During its Tech World event in October, Lenovo unveiled Hybrid AI Advantage with Nvidia, which it said combines full-stack AI capabilities optimised for industrialisation and reliability.

The AI part of the package includes what Lenovo calls “a library of ready-to-customise AI use-case solutions that help customers break through the barriers to ROI [return on investment] from AI”.

The two companies have partnered closely to integrate Nvidia accelerated computing, networking, software and AI models into the modular Lenovo Hybrid AI Advantage.
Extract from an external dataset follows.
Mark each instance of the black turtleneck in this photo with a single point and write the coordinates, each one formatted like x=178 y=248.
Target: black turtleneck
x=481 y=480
Edge AI with the hyperscalers

The public cloud platforms all offer feature-rich environments for GenAI, machine learning and running inference workloads. They also have product offerings to cater for AI inference on IoT and edge computing devices.

Amazon Web Services offers SageMaker Edge Agent; Azure IoT hub is part of the mix Microsoft offers; and Google has Google Distributed Cloud. Such offerings generally focus on doing the heavy lifting, namely machine learning, using the resources available in their respective public clouds to build data models. These are then deployed to power inference workloads at the edge.
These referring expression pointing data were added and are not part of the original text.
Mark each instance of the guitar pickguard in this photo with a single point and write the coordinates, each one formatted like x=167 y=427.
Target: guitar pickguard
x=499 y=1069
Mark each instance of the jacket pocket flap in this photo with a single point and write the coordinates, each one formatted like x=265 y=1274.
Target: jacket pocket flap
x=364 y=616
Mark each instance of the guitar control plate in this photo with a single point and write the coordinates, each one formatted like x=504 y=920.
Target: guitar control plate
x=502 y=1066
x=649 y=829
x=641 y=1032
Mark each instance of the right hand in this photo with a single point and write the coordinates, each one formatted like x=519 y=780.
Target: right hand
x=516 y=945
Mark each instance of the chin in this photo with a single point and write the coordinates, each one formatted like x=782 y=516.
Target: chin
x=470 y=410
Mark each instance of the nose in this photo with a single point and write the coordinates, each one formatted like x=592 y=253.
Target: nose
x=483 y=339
What appears to be happening with the traditional server companies is that in response to the cloud AI threat, they see a number of opportunities. IT departments will continue to buy and deploy on-premise workloads, and AI at the edge is one such area of interest. The second factor likely to influence IT buyers is the availability of blueprints and templates to help them achieve their enterprise AI goals.

According to analyst Gartner, while the public cloud providers have been very good at showing the art of the possible with AI and GenAI, they have not been particularly good at helping organisations achieve their AI objectives. 

Speaking at the recent Gartner Symposium, Daryl Plummer, chief research analyst at Gartner, warned that tech providers are too focused on looking at the advancement of AI from their perspective, without taking customers on the journey to achieve the objectives of these advanced AI systems. “Microsoft, Google, Amazon, Oracle, Meta and OpenAI have made one major mistake – they’re showing us what we can do, [but] they’re not showing us what we should do,” he said.

The missing pieces concern domain expertise and IT products and services that can be tailored to a customer’s unique requirements. This certainly looks like the area of focus the likes of Dell, HPE and Lenovo will look to grow in partnership with IT consulting firms.